Day 24: Speed and
Melt of Glacier
Derek's
birthday I didn't have
a bad night's sleep. We weren't allowed to drink in case we
fell off of the mountain and I ended up dreaming about a road across the
mountain with a pub on it. Over breakfast we talk about a book that I
had read some time ago called ‘Beyond the Skipper's Road'
by Terri McNichol. It turns out that she was Chris' surrogate grandmother
when he had lived on a farm in Otago. It's a small world. Even more
remarkably, Chris' sister-in-law had gone to school with Martin
in Leeds.
The ice lenses are
a nightmare. Although a wicked idea, the water in Kathy's balloon
lens hadn't frozen overnight. Bummer! My ‘lenses' have
gas bubbles in them. Kathy uses a saltwater bath to quickly freeze the
water in her balloon lens. The salt allows the water/snow/ice mixture
surrounding the balloon in a dish to fall to very low temperatures - well
below freezing. This time the pure water in the balloon freezes, but she
too has bubbles. We don't really have time to perfect the lenses
but none the less, when sunlight is focussed onto our hands it warms us.
Not enough to set fire to anything though.
The helicopter arrives
blowing hard ice crystals from the snowy outcrop painfully into my face.
We go back down to our measuring station on the glacier and take our readings.
Keas had attacked the equipment overnight but it was still useable. J
and I use a scale drawing and work out that the pinnacle we are measuring
has moved one metre. Kathy uses trigonometry to give a result of 1.3 metres.
There are bound to be errors in each but they sound reasonable enough.
We
then have lunch. Derek asks the date. Turns out it is his birthday. Cool!
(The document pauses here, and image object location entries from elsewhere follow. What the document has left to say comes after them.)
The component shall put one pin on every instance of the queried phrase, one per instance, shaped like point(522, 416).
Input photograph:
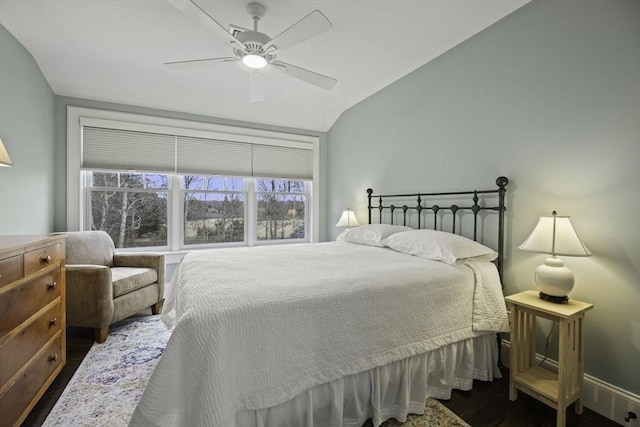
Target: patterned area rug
point(109, 382)
point(435, 415)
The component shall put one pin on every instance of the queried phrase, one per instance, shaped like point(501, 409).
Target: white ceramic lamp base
point(554, 280)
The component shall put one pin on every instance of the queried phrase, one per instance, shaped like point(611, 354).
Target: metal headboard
point(426, 204)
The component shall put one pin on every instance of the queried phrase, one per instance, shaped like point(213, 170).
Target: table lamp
point(554, 235)
point(5, 160)
point(347, 219)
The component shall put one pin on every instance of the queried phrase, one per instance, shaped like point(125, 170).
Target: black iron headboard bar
point(501, 182)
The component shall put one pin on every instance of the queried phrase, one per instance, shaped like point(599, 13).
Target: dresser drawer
point(10, 270)
point(17, 351)
point(38, 259)
point(21, 302)
point(17, 398)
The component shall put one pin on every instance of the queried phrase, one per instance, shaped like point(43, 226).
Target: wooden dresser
point(32, 321)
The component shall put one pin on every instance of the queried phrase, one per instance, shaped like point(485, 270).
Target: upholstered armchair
point(104, 287)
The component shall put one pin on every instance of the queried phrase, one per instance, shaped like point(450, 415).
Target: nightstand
point(556, 390)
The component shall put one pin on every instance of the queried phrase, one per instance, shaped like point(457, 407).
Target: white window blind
point(202, 156)
point(118, 149)
point(282, 162)
point(127, 150)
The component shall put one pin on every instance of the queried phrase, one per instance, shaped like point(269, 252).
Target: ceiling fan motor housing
point(254, 42)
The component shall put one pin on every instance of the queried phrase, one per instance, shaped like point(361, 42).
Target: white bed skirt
point(394, 390)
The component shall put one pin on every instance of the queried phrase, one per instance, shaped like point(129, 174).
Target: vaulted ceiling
point(115, 50)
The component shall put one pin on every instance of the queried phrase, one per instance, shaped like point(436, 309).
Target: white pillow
point(371, 234)
point(439, 246)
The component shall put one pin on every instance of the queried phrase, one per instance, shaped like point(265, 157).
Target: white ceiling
point(114, 50)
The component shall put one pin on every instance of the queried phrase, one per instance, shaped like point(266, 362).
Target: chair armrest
point(143, 260)
point(89, 296)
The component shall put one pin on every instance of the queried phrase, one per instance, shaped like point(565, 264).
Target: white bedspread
point(254, 327)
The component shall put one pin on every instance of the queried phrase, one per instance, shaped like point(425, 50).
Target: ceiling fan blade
point(197, 63)
point(191, 9)
point(309, 26)
point(316, 79)
point(256, 88)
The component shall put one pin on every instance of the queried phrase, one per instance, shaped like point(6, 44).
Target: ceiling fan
point(255, 49)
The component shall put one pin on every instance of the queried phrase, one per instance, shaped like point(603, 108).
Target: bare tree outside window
point(281, 209)
point(130, 207)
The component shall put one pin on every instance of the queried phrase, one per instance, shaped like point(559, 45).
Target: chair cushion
point(89, 247)
point(129, 279)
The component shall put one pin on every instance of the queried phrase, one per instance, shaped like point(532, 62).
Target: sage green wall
point(550, 97)
point(61, 104)
point(26, 128)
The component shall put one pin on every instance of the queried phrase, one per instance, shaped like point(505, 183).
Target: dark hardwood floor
point(486, 405)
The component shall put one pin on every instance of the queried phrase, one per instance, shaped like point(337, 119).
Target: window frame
point(77, 192)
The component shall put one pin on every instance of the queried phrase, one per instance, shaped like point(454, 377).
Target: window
point(213, 209)
point(172, 184)
point(281, 209)
point(131, 207)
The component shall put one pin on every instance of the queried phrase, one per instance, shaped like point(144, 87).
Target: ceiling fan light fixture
point(254, 61)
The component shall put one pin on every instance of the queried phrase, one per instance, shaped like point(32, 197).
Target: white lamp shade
point(555, 235)
point(347, 219)
point(5, 160)
point(254, 61)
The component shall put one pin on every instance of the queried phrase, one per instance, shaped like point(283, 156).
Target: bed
point(332, 334)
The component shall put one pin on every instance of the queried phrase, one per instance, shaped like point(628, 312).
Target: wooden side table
point(556, 390)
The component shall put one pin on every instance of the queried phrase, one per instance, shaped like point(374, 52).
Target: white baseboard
point(599, 396)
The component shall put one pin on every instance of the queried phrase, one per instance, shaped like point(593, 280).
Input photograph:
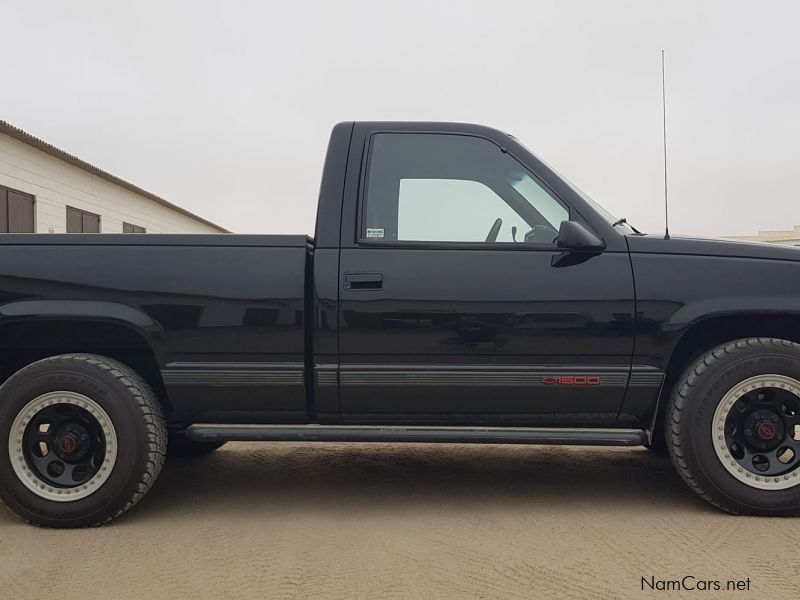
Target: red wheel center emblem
point(766, 431)
point(67, 444)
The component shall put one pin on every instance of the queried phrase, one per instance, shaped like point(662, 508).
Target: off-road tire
point(137, 422)
point(690, 413)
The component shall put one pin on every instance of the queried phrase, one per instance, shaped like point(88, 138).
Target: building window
point(16, 212)
point(80, 221)
point(130, 228)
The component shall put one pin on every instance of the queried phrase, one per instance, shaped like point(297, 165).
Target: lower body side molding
point(208, 432)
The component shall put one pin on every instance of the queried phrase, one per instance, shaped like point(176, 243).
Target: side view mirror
point(574, 236)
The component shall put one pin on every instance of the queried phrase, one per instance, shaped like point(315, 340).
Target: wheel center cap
point(68, 444)
point(766, 431)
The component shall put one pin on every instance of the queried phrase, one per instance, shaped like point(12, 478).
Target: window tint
point(453, 210)
point(453, 188)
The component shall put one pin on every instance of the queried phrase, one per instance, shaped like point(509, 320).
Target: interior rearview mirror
point(574, 236)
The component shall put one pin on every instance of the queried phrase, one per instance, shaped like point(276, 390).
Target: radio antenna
point(664, 112)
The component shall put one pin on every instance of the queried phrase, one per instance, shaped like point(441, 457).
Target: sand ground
point(406, 521)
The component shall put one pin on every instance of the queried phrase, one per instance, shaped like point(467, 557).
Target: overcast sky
point(225, 107)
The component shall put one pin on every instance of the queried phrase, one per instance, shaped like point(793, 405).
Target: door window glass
point(454, 188)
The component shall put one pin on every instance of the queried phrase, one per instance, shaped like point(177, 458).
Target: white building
point(46, 190)
point(786, 238)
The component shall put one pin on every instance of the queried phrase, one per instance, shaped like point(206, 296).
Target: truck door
point(455, 303)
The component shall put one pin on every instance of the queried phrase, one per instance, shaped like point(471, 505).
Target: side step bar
point(207, 432)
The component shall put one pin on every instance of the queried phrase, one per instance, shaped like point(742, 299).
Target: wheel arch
point(36, 329)
point(712, 330)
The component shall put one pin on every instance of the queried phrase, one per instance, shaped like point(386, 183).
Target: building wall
point(789, 237)
point(57, 184)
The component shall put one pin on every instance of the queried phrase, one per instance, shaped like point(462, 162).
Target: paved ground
point(392, 521)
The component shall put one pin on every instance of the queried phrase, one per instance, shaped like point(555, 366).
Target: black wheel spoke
point(72, 449)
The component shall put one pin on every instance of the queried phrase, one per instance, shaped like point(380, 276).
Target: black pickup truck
point(457, 289)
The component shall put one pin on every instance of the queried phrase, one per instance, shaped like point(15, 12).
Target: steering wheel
point(492, 237)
There is only a little more walking to do, which is good because my feet
hurt badly from an injury that I sustained while running away from an
aggressive bull in India. The others come up to join us in helicopters
from the sawmill. The programme is finished by about 4 pm. Our estimate
of the speed at which the glacier moves turns out to be spot on. We are
ferried back to Franz Josef township by helicopter. I'm tired. We
celebrate. I get drunk. Cool programme!